Sun Celebrates

FTLComm - Tisdale - February 6, 1999

It seems only fair to give the sun some web space after showing you the snow storm yesterday.

The brilliant late afternoon sun Friday made for great images and it seems like this has been a week of a lot of pictures, it seems only fitting to offer you these.

The picture above is one of those things that make winter so extremely interesting. In Northern latitudes the angle of the sun is very low in the sky thus creating very dramatic shadows and the white ground and blue sky get busy creating optical effects everywhere you look. This picture is taken at the golf course but what caught my eye wasn't the sun streaming through the trees but the complex pattern of shadows the trees write on the snow with their blue lines.

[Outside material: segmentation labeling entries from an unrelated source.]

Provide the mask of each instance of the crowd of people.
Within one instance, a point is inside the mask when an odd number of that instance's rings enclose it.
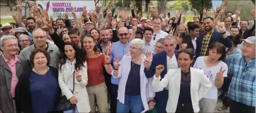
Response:
[[[22,17],[18,1],[1,25],[0,112],[255,112],[255,10],[233,15],[224,0],[187,22],[112,4],[53,21],[35,3]],[[250,10],[250,29],[238,19]]]

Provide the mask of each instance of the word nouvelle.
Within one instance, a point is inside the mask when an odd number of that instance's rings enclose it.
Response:
[[[64,12],[72,11],[71,3],[52,3],[52,11],[54,12]],[[76,12],[82,12],[82,7],[76,7]]]

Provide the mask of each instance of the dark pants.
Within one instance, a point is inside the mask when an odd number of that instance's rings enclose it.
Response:
[[[175,113],[193,113],[192,103],[178,103]]]
[[[228,91],[228,88],[229,87],[230,83],[231,83],[231,80],[232,78],[224,78],[223,85],[222,87],[222,94]]]
[[[166,105],[168,100],[168,90],[164,89],[162,91],[156,93],[156,109],[157,112],[166,112]]]
[[[229,99],[229,112],[255,112],[255,107],[250,106],[242,103]]]
[[[115,113],[117,111],[117,90],[118,90],[118,85],[111,84],[111,95],[110,102],[110,111],[111,113]]]

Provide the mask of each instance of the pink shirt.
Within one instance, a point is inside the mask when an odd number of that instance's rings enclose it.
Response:
[[[11,95],[12,97],[15,97],[15,87],[16,85],[18,83],[18,78],[16,76],[16,63],[19,61],[19,59],[16,55],[14,55],[14,62],[13,63],[10,62],[5,55],[3,54],[3,59],[5,59],[5,62],[8,64],[11,71],[12,72],[11,83]]]

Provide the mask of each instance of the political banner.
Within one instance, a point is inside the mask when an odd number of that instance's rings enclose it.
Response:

On the right is some cool snow drifts with their knife edges and deep shadows. The intricate patterns of snow drifts evokes the magic of winter land forms as the plastic surface can be transformed each and every day as the wind changes direction and the temperature alters the texture of the snow that comes and goes.

Yesterday we saw a picture of this little elevator as we looked through the snow at it from the South. Today we look at it from the North through a pattern of shadows that mark the ground and buildings with their negative spaces. It was the Dutch masters who first began to emphasis the darkness in their paintings, the negative spaces as they used these areas to emphasis the highlights and of course add drama with the contrast. This is exactly what this picture on the left does.
On the right is another look at the shadows created by the golf course trees.

Below is the FTLComm van patiently waiting as I snapped the pictures of shadows then discovered the van itself was painted with light. This van can be equipped with a full office, desk, computer and portable work space with its own power supply.